A Must-Read Guide on How to Work with PySpark on Google Colab for Data Scientists!

Aniruddha Bhandari 23 Nov, 2020 • 7 min read

Overview

Understand the integration of PySpark in Google Colab
We’ll also look at how to perform Data Exploration with PySpark in Google Colab

Introduction

Google Colab is a life savior for data scientists when it comes to working with huge datasets and running complex models.

While for data engineers, PySpark is, simply put, a demigod!

So what happens when we take these two, each the finest player in their respective category, and combine them together?

We get the perfect solution (almost) for all your data science and machine learning problems!

python colab

In this article, we will see how we can run PySpark in a Google Colaboratory notebook. We will also perform some basic data exploratory tasks common to most data science problems. So, let’s get cracking!

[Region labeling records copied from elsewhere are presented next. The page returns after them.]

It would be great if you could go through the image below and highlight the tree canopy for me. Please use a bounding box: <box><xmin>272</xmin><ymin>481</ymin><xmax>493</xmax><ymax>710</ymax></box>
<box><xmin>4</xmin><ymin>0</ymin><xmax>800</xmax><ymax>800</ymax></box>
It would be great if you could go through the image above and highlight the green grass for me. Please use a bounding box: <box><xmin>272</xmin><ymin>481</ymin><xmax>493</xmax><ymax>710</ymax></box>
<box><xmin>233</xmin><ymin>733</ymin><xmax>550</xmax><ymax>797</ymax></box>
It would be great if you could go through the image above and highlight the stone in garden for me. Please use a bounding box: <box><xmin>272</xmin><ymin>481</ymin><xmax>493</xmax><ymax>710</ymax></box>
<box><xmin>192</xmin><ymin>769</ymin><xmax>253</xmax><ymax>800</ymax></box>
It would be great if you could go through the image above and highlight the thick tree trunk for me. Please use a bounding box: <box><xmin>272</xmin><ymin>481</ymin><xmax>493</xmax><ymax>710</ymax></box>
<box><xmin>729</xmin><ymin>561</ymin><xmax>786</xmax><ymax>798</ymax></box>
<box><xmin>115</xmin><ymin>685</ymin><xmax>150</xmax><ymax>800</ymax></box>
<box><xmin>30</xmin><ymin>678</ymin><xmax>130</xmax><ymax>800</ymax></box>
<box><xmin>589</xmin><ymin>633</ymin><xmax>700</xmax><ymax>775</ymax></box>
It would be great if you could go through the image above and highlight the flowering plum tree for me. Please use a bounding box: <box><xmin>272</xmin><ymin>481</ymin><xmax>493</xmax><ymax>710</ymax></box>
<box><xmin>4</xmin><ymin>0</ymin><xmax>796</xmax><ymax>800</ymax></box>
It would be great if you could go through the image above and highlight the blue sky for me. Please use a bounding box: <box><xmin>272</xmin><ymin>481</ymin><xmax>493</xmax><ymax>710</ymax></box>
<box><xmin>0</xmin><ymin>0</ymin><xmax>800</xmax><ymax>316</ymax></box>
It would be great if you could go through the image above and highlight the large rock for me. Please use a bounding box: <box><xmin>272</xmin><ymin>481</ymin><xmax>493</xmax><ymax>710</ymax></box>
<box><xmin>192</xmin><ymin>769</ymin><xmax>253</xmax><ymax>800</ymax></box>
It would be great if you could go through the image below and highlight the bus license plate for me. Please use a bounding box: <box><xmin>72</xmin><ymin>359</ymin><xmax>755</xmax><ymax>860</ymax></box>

Note – I am assuming you are already familiar with the basics of Spark and Google Colab. If not, I recommend going over the following articles before reading this one:

Connecting Google Drive to Colab
Reading data from Google Drive
Setting up PySpark in Google Colab
Load data into PySpark
Understanding the Data
Data Exploration with PySpark Dataframes
- Show column details
- Display rows
- Number of rows in dataframe
- Display specific columns
- Describing the columns
- Distinct values for Categorical columns
- Aggregate with Groupby
- Counting and Removing Null values
- Save to file

Connecting Drive to Colab

The first thing you want to do when you are working on Colab is mounting your Google Drive. This will enable you to access any directory on your Drive inside the Colab notebook.

from google.colab import drive
drive.mount('/content/drive')

Once you have done that, the next obvious step is to load the data.

Bonus – You can find some amazing hacks for Google Colab in this article!

Reading Data from Drive

Now, I am assuming that you will be working with a large enough dataset. Therefore, the best way to upload data to Drive is in a zip format. Just drag and drop your zip folder inside any directory you want on Drive.

Unzipping this data is not a hassle at all. You just have to provide the path to the zip folder along with the !unzip command.

!unzip "/content/drive/My Drive/AV articles/PySpark on Colab/black_friday_train.zip"

If you aren’t really sure what is the exact location of the folder, you can check it out from the side panel on Colab.

Right, let’s set up Spark

Setting up PySpark in Colab

Spark is written in the Scala programming language and requires the Java Virtual Machine (JVM) to run. Therefore, our first task is to download Java.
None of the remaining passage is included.